In 2013, an estimated 17.8 million people lived in the Chesapeake Bay watershed, up from 17.7 million in 2012. Experts predict the watershed’s population will increase to 21.4 million by 2040.
Date created: Aug 05 2011 / Download
This map shows population estimates within the Chesapeake Bay watershed on a county-by-county basis for the year 2010. These are actual Census Bureau population figures provided after the last decennial census (2010). However, for counties not completely within the Chesapeake Bay watershed, the population numbers were derived as a proportion of the total county based on land area.
Each person that lives in the Chesapeake Bay watershed affects the Bay ecosystem. We consume natural resources; we pollute the air, land and water; and we alter forests and wetlands to fit our needs. The health of our rivers and streams is directly tied to population growth, and the decline of the Bay is directly linked to the rise in the number of people that live in its watershed.
Long-term trend (1950-2013)
Over the last six decades, the Chesapeake Bay watershed’s population has increased 113 percent. In 1950, an estimated 8.4 million people lived in the watershed. By 2013, this number had jumped to 17.8 million.
Short-term trend (2003-2013)
Over the last decade, the watershed’s population has increased 10 percent. This is lower than the 10.3 percent increase seen in the 1990s and the 11.6 percent increase seen in the 1980s.
Change from previous year (2012-2013)
In 2013, an estimated 17.8 million (17,846,104) people lived in the Chesapeake Bay watershed, up from 17.7 million (17,713,077) in 2012.
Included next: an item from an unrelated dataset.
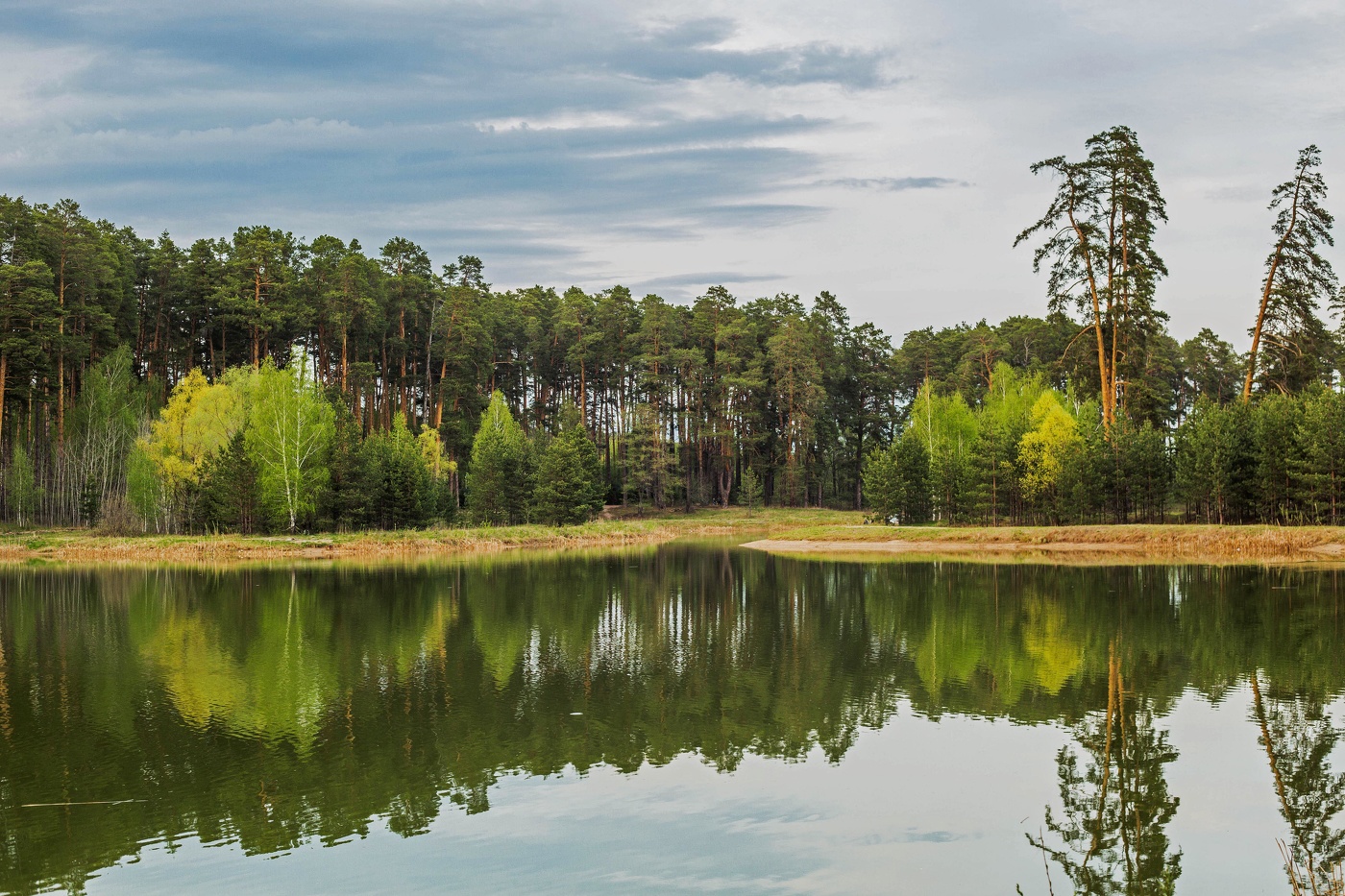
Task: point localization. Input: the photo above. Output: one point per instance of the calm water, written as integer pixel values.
(683, 718)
Variations in population growth
Although the watershed’s population continues to rise, growth varies from state to state and region to region. For instance, an estimated 70 percent of the watershed’s population lives in Maryland and Virginia (with 5.9 million people in Maryland and 6.6 million in Virginia). And while the population of the District of Columbia is expected to rise in the foreseeable future, other watershed states are predicting slow population declines through 2030.